The military was not my world. I am an artist. When I became a caregiver, it was like learning a new language.

What was one of the first major challenges you faced as a caregiver?

I was overwhelmed by medical concerns. I quickly realized I needed to become more vocal. The doctors were so focused on his gunshot wound, it felt like no one was paying attention to his declining kidneys. From complications due to his injuries, he eventually needed a kidney transplant. I had a wonderful military liaison and a nurse case manager who were my angels. They gave me the courage to stand up for what was best for my husband, Marshall.

What is a current struggle you face as a caregiver?

I have issues letting go. We have two young kids so we are busy, but I still struggle to ask for help and to trust people. The caregivers I’ve met through the Dole Fellows program make me feel comfortable and have allowed me to trust people again.

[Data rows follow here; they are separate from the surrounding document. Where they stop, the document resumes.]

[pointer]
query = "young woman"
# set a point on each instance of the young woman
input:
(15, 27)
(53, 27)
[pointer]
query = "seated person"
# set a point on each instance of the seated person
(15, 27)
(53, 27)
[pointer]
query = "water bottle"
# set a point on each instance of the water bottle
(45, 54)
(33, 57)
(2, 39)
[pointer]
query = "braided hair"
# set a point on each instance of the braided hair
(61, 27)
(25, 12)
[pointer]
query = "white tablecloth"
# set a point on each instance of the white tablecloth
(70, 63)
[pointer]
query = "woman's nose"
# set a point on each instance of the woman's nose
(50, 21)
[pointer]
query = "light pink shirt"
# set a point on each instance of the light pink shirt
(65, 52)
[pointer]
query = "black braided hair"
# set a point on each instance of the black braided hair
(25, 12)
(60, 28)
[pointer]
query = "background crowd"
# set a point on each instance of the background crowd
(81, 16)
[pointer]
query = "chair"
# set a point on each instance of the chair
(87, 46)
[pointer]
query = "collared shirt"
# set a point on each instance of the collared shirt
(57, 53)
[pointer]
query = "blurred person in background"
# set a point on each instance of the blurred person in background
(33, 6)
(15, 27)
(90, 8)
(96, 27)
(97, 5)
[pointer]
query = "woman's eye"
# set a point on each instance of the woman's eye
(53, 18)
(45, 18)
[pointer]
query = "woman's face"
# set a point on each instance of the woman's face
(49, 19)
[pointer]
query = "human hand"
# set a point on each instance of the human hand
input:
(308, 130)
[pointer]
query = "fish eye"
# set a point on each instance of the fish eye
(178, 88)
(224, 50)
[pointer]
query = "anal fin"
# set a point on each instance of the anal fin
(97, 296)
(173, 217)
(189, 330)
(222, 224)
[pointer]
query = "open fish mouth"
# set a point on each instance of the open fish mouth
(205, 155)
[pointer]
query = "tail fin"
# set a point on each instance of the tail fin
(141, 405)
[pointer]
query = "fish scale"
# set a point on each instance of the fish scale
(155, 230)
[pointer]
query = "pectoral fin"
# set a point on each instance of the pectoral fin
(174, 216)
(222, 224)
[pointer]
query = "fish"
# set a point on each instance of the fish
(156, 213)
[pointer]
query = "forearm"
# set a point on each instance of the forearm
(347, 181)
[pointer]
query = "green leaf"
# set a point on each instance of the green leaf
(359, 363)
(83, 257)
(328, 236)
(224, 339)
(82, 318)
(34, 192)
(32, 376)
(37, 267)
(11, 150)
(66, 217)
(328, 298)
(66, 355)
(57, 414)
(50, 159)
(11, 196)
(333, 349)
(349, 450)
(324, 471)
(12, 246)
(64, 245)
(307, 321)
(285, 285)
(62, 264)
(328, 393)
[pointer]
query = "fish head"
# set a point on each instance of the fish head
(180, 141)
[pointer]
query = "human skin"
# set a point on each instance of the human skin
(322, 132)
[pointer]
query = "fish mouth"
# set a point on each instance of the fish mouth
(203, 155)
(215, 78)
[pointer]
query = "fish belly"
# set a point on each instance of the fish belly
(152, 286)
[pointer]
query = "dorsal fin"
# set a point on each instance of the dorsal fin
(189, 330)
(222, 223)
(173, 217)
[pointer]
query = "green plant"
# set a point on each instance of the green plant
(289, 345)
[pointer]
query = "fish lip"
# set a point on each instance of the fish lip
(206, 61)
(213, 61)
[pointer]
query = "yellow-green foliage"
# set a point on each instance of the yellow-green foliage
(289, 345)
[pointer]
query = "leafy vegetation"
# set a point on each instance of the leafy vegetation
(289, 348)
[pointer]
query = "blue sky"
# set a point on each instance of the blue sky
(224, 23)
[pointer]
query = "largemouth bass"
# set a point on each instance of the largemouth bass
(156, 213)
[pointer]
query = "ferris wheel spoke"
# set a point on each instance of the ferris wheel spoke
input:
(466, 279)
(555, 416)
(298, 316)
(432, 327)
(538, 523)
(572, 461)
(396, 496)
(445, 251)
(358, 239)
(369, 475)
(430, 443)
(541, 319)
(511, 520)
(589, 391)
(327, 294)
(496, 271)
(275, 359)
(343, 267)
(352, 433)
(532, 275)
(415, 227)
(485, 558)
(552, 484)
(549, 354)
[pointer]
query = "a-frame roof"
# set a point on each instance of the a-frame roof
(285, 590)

What advice do you wish you had when you became a military caregiver?

Don’t let people run you over. You know your veteran and your veteran’s problems most intimately. It can also be hard to see my husband angry because of his injury. It took me a while to not take his anger personally.

My Story

Amanda cares for her husband, Marshall. He was a combat medic injured in Afghanistan. He survived a gunshot wound to his right upper chest. Blood loss shut down his kidneys and he required a transplant. He was able to receive one from a close friend and fellow soldier. Amanda and Marshall faced fertility issues, possibly as a result of his time serving, so Amanda is also active in discussing resources that help couples looking to conceive.

As a Dole Fellow, she brings attention to the mental well being of caregivers and the need for respite options.